I've tried Wordpress for this purpose in the past, and just took a look at it again, but since I don't need, and in fact don't want a blog or comments, these are just extra complexity that need disabled. In the several minutes I looked, I could not even find a global comments disable option. (Unless this is different for Wordpress.com hosted blogs.)

Also, Wordpress has such a bad reputation for security that I would be hesitant to use it even if it offered the best in page organization and editing. This could just be a consequence of it being the biggest target, but its not something I want to deal with.

I hear you, but if your experience is with pre version 3 intallations of Wordpress, I will urge you to try again - they started getting a lotof stuff right in the 2.8-2.9 timeframe, and the version 3+ releases are, as I mentioned, really quite good little CMSes.

Have a look at http://www.tokens.com.au/ for example.

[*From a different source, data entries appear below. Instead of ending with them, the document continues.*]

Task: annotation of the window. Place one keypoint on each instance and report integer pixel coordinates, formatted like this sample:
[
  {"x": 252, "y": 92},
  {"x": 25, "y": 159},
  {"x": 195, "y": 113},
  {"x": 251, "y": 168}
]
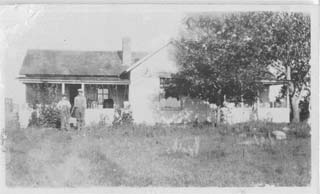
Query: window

On the security reputation front, yeah, Wordpress does have a somewhat deserved bad rep, but the only times I (or any of our customers) have been bitten, it's been ultra-cheap shared hosting that's laelyt blame (along with Wordpresses php-reliance and it's need for guessable-path world writeable directories in the web root...)

www.cushycms.com is pretty usable for that purpose.
I'm an evangelist for ExpressionEngine. Open-architecture, built on CodeIgniter. Lots of add-ons, many free. Very easy tag-based template language.
Take a look at Concrete5. Fantastic, contemporary UI that is very quick on the uptake. Simple templating, built-in search, form builder, extensible, add-on modules, free and for-pay templates, good developer community.

We've worked with Wordpress, Drupal, DNN, and others, but C5 hits the sweet spot and is always our preference.